Sanchez and Yanez disputed that they were All Repair’s employees, so National, represented by this firm, initiated dispute resolution proceedings at the TDI-DWC to determine their employment status. Even though the facts were largely the same for both men, the Division refused National’s request to hear the cases together. Instead, it insisted on conducting two separate contested case hearings by two different ALJs. And, as could be predicted, the ALJs reached different conclusions. The ALJ presiding over Yanez’ case concluded that he was All Repair’s employee, but the ALJ presiding over Sanchez’ case concluded that he was not All Repair’s employee. All Repair then filed a petition for judicial review of the decision regarding Sanchez. 

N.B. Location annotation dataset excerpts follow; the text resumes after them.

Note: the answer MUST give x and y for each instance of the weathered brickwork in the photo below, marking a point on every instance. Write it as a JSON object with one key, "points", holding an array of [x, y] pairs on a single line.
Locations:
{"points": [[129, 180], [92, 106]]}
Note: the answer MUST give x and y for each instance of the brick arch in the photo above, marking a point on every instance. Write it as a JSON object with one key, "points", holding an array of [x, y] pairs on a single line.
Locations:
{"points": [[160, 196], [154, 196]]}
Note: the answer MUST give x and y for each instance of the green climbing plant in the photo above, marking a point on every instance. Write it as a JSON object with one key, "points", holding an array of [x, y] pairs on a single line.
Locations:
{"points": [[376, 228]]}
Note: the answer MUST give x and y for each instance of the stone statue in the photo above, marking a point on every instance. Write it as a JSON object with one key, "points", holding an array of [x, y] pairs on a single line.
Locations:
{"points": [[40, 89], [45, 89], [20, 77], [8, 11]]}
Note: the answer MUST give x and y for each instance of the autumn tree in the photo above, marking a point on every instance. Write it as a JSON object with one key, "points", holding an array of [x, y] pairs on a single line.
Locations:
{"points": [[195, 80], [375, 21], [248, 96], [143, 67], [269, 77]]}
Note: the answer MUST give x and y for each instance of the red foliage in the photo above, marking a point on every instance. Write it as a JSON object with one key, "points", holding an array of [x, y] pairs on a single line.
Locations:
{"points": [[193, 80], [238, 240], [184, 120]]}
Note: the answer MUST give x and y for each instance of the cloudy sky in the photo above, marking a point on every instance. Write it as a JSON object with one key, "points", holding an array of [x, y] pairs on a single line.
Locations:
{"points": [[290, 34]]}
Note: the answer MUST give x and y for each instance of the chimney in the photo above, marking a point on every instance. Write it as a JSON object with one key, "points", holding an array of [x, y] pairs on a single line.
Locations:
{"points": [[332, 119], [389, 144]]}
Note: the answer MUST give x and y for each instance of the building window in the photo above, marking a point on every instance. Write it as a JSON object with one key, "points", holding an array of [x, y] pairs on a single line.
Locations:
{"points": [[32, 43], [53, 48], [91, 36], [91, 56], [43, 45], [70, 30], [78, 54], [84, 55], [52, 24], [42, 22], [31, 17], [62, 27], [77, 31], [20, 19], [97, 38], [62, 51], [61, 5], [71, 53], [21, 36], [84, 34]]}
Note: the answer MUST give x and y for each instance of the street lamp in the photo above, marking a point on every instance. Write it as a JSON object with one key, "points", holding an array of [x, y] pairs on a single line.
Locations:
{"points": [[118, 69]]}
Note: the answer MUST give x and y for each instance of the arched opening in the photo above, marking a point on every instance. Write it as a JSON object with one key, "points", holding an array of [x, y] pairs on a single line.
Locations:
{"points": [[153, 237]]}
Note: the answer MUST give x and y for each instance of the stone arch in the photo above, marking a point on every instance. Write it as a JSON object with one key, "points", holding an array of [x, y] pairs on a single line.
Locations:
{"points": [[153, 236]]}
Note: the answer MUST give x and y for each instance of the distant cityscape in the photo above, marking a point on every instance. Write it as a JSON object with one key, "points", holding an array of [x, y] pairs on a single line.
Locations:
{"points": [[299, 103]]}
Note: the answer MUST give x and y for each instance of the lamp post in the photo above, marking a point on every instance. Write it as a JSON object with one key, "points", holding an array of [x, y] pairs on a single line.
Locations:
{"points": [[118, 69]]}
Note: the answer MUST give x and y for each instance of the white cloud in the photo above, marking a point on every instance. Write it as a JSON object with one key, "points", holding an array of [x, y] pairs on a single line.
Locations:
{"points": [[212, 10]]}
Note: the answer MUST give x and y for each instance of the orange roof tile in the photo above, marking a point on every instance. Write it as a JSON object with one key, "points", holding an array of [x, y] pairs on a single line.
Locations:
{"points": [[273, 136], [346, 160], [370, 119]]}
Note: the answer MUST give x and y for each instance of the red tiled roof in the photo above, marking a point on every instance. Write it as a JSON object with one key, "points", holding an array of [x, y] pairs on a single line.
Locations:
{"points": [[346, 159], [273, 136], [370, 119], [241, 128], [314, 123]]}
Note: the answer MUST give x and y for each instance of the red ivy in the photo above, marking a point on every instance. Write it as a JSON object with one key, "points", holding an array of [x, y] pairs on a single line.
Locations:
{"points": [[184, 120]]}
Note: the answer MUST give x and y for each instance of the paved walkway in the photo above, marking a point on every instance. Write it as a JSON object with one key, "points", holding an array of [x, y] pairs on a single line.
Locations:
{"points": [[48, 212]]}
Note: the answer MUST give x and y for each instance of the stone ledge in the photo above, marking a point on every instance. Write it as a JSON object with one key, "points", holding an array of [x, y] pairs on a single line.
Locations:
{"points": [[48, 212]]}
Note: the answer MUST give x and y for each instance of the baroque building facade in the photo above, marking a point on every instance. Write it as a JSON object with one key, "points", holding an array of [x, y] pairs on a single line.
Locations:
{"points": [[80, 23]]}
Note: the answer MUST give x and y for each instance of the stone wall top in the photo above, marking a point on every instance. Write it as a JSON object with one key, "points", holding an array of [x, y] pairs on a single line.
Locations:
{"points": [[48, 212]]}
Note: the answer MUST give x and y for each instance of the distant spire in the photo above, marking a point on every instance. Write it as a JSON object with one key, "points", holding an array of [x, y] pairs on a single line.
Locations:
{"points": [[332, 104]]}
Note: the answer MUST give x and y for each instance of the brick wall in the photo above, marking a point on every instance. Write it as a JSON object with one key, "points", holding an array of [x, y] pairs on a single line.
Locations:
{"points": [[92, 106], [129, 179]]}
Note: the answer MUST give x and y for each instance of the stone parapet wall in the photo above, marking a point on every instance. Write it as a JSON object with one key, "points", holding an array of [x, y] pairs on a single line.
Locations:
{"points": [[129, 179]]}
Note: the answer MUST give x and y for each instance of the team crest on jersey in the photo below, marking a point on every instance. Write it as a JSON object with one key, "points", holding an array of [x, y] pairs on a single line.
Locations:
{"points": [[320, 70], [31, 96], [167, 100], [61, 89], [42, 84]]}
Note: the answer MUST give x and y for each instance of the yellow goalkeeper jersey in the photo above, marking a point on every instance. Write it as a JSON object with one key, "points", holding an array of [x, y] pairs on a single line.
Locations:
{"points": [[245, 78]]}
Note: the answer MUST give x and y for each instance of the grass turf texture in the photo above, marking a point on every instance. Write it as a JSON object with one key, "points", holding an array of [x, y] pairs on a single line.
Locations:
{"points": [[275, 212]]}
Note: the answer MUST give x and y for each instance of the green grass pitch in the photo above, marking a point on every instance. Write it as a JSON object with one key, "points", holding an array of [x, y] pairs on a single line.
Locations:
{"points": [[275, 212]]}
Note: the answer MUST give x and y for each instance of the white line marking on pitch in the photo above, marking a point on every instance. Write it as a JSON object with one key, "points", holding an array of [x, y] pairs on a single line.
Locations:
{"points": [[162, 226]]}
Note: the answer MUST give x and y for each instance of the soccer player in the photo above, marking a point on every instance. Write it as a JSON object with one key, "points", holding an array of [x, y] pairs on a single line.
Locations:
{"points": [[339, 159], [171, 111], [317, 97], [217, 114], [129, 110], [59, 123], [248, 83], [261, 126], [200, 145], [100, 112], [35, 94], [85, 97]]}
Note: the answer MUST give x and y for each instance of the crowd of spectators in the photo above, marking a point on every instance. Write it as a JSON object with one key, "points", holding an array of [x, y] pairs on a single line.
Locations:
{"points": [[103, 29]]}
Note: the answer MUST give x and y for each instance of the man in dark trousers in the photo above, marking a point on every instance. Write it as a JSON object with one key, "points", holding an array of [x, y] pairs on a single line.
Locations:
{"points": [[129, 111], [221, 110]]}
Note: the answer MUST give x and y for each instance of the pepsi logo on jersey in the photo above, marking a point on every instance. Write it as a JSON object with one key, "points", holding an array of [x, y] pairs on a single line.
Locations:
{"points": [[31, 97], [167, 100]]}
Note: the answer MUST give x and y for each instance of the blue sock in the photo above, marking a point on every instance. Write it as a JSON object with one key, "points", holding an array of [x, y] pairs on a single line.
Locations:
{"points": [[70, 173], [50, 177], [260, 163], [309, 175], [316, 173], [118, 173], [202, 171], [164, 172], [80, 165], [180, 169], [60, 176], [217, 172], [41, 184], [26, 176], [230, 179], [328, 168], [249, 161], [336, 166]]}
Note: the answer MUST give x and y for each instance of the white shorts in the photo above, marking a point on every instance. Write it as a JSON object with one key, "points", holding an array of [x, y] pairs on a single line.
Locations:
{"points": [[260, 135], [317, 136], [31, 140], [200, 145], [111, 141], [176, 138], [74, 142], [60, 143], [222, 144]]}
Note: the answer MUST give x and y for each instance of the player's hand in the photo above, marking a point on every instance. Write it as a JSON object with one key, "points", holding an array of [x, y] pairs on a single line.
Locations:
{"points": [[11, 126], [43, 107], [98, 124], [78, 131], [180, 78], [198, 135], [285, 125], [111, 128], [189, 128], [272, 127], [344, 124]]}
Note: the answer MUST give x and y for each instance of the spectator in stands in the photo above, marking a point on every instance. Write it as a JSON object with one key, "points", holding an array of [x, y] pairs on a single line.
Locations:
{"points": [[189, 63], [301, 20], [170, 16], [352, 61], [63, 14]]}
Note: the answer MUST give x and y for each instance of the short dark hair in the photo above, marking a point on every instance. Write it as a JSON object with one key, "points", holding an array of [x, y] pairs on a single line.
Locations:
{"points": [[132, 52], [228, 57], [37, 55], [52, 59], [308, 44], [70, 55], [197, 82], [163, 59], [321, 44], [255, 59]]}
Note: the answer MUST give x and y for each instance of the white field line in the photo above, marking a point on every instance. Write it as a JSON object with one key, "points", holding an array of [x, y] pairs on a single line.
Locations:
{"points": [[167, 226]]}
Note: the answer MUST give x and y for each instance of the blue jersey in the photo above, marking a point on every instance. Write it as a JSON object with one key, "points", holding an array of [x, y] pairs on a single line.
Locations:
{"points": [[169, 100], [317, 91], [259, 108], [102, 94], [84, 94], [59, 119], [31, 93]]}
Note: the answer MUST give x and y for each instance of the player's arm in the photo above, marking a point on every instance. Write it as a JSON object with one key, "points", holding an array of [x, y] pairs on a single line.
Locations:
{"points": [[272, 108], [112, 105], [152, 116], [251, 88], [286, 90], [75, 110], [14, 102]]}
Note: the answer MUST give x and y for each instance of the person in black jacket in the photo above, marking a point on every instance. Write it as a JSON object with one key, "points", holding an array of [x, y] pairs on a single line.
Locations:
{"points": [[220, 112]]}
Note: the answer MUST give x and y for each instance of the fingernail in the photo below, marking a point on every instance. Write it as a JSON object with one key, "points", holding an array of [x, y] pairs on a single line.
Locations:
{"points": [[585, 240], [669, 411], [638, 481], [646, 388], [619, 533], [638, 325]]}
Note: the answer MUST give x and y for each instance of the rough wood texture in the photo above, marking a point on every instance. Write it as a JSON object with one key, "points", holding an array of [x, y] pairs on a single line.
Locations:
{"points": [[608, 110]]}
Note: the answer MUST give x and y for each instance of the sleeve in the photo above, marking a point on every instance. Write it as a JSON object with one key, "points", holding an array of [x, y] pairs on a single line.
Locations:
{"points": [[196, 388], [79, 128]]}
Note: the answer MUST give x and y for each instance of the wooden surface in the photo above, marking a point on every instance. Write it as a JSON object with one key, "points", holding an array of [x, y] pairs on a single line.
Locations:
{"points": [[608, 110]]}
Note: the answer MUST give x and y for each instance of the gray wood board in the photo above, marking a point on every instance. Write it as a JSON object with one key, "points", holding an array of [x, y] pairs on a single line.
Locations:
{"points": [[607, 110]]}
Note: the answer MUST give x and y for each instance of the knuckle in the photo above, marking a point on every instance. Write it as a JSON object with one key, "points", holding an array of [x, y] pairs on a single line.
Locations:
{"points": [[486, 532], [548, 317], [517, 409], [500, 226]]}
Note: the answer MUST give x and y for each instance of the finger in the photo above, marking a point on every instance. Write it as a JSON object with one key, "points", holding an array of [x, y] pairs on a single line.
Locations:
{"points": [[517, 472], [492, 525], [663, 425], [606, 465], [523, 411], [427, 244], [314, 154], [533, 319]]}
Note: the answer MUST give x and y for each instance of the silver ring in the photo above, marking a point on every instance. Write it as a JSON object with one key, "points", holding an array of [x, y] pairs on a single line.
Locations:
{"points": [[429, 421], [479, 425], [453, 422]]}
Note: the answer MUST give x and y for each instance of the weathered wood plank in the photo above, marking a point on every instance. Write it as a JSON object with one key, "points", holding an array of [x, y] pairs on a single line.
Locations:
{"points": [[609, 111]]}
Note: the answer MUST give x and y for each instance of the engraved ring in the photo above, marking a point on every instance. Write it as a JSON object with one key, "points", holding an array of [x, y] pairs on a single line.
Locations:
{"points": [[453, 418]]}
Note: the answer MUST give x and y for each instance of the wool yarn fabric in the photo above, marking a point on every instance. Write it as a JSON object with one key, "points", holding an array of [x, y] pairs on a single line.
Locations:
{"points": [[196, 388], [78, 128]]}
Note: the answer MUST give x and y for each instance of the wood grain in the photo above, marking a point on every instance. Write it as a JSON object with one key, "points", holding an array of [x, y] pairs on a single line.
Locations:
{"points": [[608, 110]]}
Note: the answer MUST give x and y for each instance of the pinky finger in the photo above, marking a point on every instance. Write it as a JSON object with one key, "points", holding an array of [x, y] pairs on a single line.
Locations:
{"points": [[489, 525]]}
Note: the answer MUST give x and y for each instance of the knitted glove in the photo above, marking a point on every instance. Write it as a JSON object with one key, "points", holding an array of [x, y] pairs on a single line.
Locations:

At Sanchez’ request, and over the objections of National and All Repair, Judge Phillips consolidated the two actions and denied a motion to abate the personal injury action pending resolution of the judicial review action. National and All Repair then took the extraordinary step of filing a petition for writ of mandamus with the court of appeals. 

The court of appeals found that Judge Phillips abused her discretion on both counts. It directed her to vacate her order of consolidation because, among other things, “a vast portion of the evidence to be expected in the personal injury suit is likely to be inadmissible in the judicial review suit due to the limited nature of the proceeding.” It also directed her to abate the personal injury suit pending the outcome of the petition for judicial review, citing its prior decisions in In re Tyler Asphalt & Gravel Co. and In re Luby’s Cafeterias, Inc. which hold that abatement is required under such circumstances.